Czerwiec – końcówka

Kiedyś mój ulubiony miesiąc – czerwiec – może ze względu na moje urodziny. Wiecie co, ostatnio odliczałam, czy na pewno mam tyle, ile mam – no zgadza się. Nie chce być inaczej. Trochę szkoda. Szkoda, ale chyba tylko ze względu na siły. Wczoraj na treningu, bolało mnie absolutnie całe ciało, jakby krzyczało: „ odpooo czniiiijjjj...!” Przez chwilę myślałam, żeby zejść z siodła, ale ostatecznie robiłyśmy ustępowania w stępie – biorąc pod uwagę nasze z Pluszową ruchy, wymyśliłyśmy chód przed stępem :)) - było to wyjątkowo trudne. W kłusie lepiej.

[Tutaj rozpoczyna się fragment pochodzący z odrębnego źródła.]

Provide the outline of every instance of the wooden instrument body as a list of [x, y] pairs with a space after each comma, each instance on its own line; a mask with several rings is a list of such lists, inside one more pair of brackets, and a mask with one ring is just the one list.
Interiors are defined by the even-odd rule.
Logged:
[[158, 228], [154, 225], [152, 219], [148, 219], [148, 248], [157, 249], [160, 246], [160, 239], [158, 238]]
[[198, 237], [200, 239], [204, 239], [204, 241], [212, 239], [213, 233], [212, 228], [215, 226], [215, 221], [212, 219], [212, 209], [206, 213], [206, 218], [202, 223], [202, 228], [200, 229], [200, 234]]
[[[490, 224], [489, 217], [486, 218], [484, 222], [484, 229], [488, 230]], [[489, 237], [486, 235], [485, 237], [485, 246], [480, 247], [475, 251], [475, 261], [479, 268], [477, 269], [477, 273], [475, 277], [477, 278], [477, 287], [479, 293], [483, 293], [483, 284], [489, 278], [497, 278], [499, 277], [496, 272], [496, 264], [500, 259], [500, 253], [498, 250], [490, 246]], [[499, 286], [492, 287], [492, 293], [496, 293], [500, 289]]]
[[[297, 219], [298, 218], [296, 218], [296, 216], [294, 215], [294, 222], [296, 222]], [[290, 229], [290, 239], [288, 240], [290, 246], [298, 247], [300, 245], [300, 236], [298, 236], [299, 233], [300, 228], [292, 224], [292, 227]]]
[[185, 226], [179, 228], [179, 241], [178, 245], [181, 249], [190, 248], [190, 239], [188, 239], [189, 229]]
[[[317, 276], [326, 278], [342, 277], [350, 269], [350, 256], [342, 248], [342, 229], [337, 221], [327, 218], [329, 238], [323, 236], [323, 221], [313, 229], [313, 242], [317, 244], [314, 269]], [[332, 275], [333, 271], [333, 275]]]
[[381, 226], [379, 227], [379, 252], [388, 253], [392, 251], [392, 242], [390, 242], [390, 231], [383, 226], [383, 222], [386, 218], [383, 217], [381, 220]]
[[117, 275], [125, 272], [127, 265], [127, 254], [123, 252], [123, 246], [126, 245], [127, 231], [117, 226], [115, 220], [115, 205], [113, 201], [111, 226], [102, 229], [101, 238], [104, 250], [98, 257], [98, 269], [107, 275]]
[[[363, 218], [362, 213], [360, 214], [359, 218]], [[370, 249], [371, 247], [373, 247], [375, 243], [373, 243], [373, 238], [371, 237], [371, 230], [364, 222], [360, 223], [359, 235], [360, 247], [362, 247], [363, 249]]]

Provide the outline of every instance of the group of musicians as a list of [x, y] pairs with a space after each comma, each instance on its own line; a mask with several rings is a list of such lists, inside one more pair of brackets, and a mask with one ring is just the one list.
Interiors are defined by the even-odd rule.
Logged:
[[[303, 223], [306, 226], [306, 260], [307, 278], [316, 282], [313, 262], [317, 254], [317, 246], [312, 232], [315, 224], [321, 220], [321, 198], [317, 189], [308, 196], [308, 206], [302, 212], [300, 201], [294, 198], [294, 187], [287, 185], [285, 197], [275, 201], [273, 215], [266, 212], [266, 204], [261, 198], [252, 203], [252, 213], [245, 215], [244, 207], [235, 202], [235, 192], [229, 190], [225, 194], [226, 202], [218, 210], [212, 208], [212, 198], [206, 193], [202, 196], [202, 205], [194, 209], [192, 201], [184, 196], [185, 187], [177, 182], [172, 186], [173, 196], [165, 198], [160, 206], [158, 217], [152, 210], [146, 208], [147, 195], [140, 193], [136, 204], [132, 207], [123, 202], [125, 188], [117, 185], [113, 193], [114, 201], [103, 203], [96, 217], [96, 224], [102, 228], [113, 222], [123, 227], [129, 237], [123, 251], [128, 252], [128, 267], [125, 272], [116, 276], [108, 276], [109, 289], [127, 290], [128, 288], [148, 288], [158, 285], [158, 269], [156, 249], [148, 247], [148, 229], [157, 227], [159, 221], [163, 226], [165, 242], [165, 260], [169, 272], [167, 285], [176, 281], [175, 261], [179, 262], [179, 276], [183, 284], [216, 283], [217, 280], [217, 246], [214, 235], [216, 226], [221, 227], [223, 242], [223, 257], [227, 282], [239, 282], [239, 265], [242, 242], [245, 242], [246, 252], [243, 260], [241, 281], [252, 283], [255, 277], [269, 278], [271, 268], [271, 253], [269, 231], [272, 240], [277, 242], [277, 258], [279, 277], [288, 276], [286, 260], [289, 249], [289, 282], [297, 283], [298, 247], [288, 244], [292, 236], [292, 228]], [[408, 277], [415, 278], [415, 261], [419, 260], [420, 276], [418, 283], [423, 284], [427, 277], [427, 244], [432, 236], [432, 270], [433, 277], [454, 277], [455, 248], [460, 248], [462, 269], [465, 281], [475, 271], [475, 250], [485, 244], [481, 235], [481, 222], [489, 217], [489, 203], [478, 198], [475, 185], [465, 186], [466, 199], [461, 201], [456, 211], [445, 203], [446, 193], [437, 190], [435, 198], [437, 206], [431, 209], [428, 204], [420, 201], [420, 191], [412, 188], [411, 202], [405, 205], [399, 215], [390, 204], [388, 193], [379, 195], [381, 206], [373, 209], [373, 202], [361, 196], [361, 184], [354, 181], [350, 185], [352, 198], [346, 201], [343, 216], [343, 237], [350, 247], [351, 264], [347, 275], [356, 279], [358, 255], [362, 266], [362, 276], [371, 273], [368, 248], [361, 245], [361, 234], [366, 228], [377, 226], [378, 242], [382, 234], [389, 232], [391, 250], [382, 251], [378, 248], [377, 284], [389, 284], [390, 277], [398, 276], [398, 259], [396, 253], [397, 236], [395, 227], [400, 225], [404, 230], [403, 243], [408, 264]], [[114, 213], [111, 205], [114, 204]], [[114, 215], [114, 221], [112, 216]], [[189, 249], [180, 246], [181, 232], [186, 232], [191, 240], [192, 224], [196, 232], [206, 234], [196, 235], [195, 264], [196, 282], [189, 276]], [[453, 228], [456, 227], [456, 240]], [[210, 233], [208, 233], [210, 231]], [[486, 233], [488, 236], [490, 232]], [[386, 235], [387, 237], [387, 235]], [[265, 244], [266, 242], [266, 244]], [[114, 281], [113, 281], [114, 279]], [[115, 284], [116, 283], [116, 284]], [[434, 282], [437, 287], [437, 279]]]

Trening zaliczony, zawsze o „coś” do przodu.

Przy okazji – zastanawiam się od wczoraj, co znaczy robić coś „ w hołdzie” - tak naprawdę co znaczy – oprócz formuły oczywistej, jaką znajdziemy w Wikipedii:
Hołd lenno (łac. homagium) – ceremonia uroczystego zawarcia kontraktu lennego. Podczas niej następowało właśnie homagium: wasal klękał przed swoim seniorem i składał mu uroczystą przysięgę wierności, zobowiązując się do niesienia pomocy swojemu seniorowi w radzie (łac. consilium) oraz ofiarowania pomocy zbrojnej (łac. auxilium).

W powszechnym rozumieniu, oddanie hołdu znaczy nie mniej, nie więcej, niż wyraz szacunku, uznania, oddania, czci. No.